“Again I realized how swift is motion in Mars. We wished to reach the City, and we glided to it by the rapid propulsion of desire. The broad way was filled with lines and groups of peoples clustering to the hilltop—and over the far-reaching slopes I could see the awaiting throngs. My guide pointed to the constellation of Perseus, and I could discern a nebulous mass of considerable diameter from which proceeded a wisp-like exhalation, just a phantasmal fan of phosphorescence, behind it.
“The glory of the City fell around us now; we were in its broad streets beneath the towering pillars of light that framed them in a fence of splendor. On we pressed, but I glanced from side to side, noting the great glass houses and buildings, here colonnades of translucent opalescent beauty, made up of hollow tubes of glass holding an interior illumination, and clambered over by vines whose expanding leaves formed a tracery of silhouettes upon their sides.
“Still on, past porticos and under arches, through open forum-like squares, from which were elevated the great glass globes I have described, which hung lamp-like in the sky,—past palaces and arcades, blocks of low stores in iridescent tints, and long, straight fronts of white opaque buildings, through occasional tunnels into which we plunged as into a sea of radiance, and on, out, past a few squares of black umbrageous trees that seemed like dead coals laid on the heat quivering hearth of a furnace, past minarets of curling, entwined filagrees of glass threads, past dull or darker areas where the huge glass factories were built, their forges glowing like Cyclops’ eyes in the night, and from which was produced the colossal sum of manufacture, which this great City embodied.
“It was a strange bewilderment of marvels, and from it all, as if it were its interior motive and cause, sprang light. It was electric in origin, conveyed in some peculiar manner from a great source of power, in the high falls of Zenapa, near the City. But this I learned later.

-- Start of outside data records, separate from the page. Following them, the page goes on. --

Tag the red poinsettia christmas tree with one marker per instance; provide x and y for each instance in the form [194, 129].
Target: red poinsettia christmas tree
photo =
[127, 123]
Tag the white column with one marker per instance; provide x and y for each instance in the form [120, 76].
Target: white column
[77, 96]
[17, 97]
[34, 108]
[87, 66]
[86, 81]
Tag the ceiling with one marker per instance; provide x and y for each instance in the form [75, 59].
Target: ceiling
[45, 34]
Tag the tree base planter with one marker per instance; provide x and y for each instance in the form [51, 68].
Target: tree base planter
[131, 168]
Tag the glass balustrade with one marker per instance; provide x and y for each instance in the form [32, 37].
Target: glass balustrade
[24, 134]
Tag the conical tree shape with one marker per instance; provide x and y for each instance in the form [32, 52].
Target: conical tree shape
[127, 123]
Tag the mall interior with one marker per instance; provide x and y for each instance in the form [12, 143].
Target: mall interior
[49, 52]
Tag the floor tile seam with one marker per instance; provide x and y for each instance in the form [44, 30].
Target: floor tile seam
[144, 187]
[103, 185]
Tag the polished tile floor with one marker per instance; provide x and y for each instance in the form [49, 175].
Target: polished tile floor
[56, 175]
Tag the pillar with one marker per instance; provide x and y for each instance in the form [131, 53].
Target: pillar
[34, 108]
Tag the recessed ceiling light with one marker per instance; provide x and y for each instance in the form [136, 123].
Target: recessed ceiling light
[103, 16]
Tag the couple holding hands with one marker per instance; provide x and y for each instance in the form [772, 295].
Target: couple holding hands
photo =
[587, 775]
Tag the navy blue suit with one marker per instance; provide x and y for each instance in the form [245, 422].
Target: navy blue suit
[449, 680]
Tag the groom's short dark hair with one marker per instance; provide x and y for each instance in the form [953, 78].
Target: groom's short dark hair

“I divined that we were approaching the center of the city. Soon, indeed, I saw before me the sparkling walls of the amphitheatre I had descried from the hill of Observation at the locks. Here it is, that the great plays, the gigantic concerts, the operas, and services of the Pan-Tan are held. It was a seraphic, astounding picture. It rose in the midst of a great square of many acres in extent, where the light, purposely subdued, allowed its dazzling beauty subdued isolation. How wonderful! I stopped. For one instant, before hurrying on, I gazed upon a miracle of constructive and decorative art. One hundred columns of red glass rose upward, and between them was a wall, in tiers of green glass arches, and on the keystone of each a pink globe of fire. From the pillars sprang, in an inverted terrace formation, metallic brackets, carrying gorgeous chandeliers of a red bronze; the largest chandeliers were at the very upper edge of the building, and the cascade of light thus shed upon the splendid fabric was indescribably magnificent.